Treasury Secretary Says Americans Could Save $2,000 Tariff Dividend Payment

‘My prediction is, the first quarter, second quarter, what we’re going to see is we have brought the inflation down’, Bessent said.
Published: 11/19/2025, 12:20:18 PM EST
Treasury Secretary Says Americans Could Save $2,000 Tariff Dividend Payment
U.S. Treasury Secretary Scott Bessent speaks to reporters at the White House on Nov. 5, 2025. (Kevin Lamarque/Reuters)

Treasury Secretary Scott Bessent suggested on Nov. 18 that Americans could place into savings their $2,000 tariff-related payment proposed by President Donald Trump.

Asked during an interview by Fox News anchor Bret Baier about inflation concerns in relation to the $2,000 tariff dividends, Bessent said, “There are a lot of things that are gonna happen next year … and that could be one of them.”

Earlier this month, President Donald Trump floated the idea on social media that his administration could use some revenues generated by tariffs to send $2,000 payments to moderate- to low-income Americans. The president told reporters on Nov. 17 that those payments could be issued after the middle of 2026.

“Maybe we could persuade Americans to save that [payment],” Bessent told Baier.

Bessent then said that “one of the things that’s going to happen next year is the Trump accounts,” adding that “every child who was born from January 1st for the next three years is going to get a government account that goes into the stock market.”

The Trump accounts that the secretary was referring to are savings accounts introduced under the One Big Beautiful Bill Act that was backed by Trump and congressional Republicans and signed into law by the president over the summer.
The accounts would receive an initial $1,000 from the Treasury Department, while parents would be able to contribute up to $5,000 per year, according to the White House.

“So every American child born for the next three years, starting January 1st, is gonna have that,” Bessent said. “They can take it out when they’re 18. They’re going to learn the power of compounding, and there’s going to be a lot of financial literacy around that.”

A National Bureau of Economic Research paper found that 42 percent of the 2020 CARES Act stimulus checks that were sent out under the first Trump administration were spent.

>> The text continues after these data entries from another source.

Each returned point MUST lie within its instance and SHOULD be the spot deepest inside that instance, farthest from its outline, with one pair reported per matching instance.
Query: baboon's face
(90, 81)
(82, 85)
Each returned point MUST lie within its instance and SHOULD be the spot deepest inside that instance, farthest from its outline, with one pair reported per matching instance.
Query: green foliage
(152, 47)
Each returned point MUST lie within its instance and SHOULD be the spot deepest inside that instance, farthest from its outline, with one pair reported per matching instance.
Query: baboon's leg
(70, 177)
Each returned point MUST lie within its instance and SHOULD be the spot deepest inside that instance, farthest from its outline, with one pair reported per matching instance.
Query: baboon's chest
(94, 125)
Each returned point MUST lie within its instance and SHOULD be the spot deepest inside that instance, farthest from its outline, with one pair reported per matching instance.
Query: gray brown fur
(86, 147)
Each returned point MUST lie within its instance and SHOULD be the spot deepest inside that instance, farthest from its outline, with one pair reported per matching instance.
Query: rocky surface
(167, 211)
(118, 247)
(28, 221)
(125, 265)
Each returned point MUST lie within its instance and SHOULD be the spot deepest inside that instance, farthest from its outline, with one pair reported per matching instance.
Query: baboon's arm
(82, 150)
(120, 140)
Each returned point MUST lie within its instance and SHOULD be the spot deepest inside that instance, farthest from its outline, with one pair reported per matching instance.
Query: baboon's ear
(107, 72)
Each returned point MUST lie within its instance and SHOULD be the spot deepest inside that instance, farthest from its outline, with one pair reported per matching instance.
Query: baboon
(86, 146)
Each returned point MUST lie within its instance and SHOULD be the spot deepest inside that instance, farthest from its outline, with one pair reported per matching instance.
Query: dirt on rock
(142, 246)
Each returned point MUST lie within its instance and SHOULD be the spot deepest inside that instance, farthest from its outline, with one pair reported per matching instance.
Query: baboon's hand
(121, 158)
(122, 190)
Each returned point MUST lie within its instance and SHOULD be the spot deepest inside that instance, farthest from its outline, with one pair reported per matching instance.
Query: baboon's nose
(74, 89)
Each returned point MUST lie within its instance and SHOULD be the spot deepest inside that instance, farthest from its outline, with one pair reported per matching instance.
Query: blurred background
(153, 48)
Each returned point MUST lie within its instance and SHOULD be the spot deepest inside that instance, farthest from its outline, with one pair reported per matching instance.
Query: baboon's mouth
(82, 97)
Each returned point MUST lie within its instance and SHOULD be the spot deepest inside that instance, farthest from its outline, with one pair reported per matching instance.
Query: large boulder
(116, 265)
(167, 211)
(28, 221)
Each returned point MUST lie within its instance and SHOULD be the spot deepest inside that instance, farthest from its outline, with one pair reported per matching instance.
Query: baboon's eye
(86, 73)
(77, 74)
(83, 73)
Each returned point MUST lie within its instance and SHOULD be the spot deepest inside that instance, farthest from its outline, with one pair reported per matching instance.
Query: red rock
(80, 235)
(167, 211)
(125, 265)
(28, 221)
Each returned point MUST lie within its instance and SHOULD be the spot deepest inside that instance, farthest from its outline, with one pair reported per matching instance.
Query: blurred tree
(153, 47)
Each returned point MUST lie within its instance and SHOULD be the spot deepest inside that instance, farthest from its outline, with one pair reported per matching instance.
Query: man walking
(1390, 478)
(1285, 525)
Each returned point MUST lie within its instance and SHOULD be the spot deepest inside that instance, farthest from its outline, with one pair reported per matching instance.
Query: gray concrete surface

Another 27 percent was saved, with the remaining 31 percent used to pay off debt. The spending included food, health, beauty aids, household products, durable goods, health care, and other consumer spending, it found.
Blank Social Security checks are run through a printer at the U.S. Treasury printing facility in Philadelphia, Pennsylvania, on Feb. 11, 2005. (William Thomas Cain/Getty Images)
Blank Social Security checks are run through a printer at the U.S. Treasury printing facility in Philadelphia, Pennsylvania, on Feb. 11, 2005. William Thomas Cain/Getty Images
Officials in the Trump administration, including Bessent, have said that sending $2,000 payments derived from tariff revenue would need congressional action. The Trump administration has yet to officially propose a bill, although Sen. Josh Hawley (R-Mo.) earlier this year had proposed a tariff payment of $600.

During the interview, Bessent also made reference to concerns over the increasing cost of living in the United States by saying that “demand shock and supply constraint” under the previous administration led to relatively high inflation over the past several years.

“My prediction is, the first quarter, second quarter, what we’re going to see is we have brought the inflation down, it is curving down, and real income, the other side of that equation is real income growth, and we are going to see this from all this investment,” the treasury secretary said, referring to the administration’s economic policies and other countries having invested in the United States.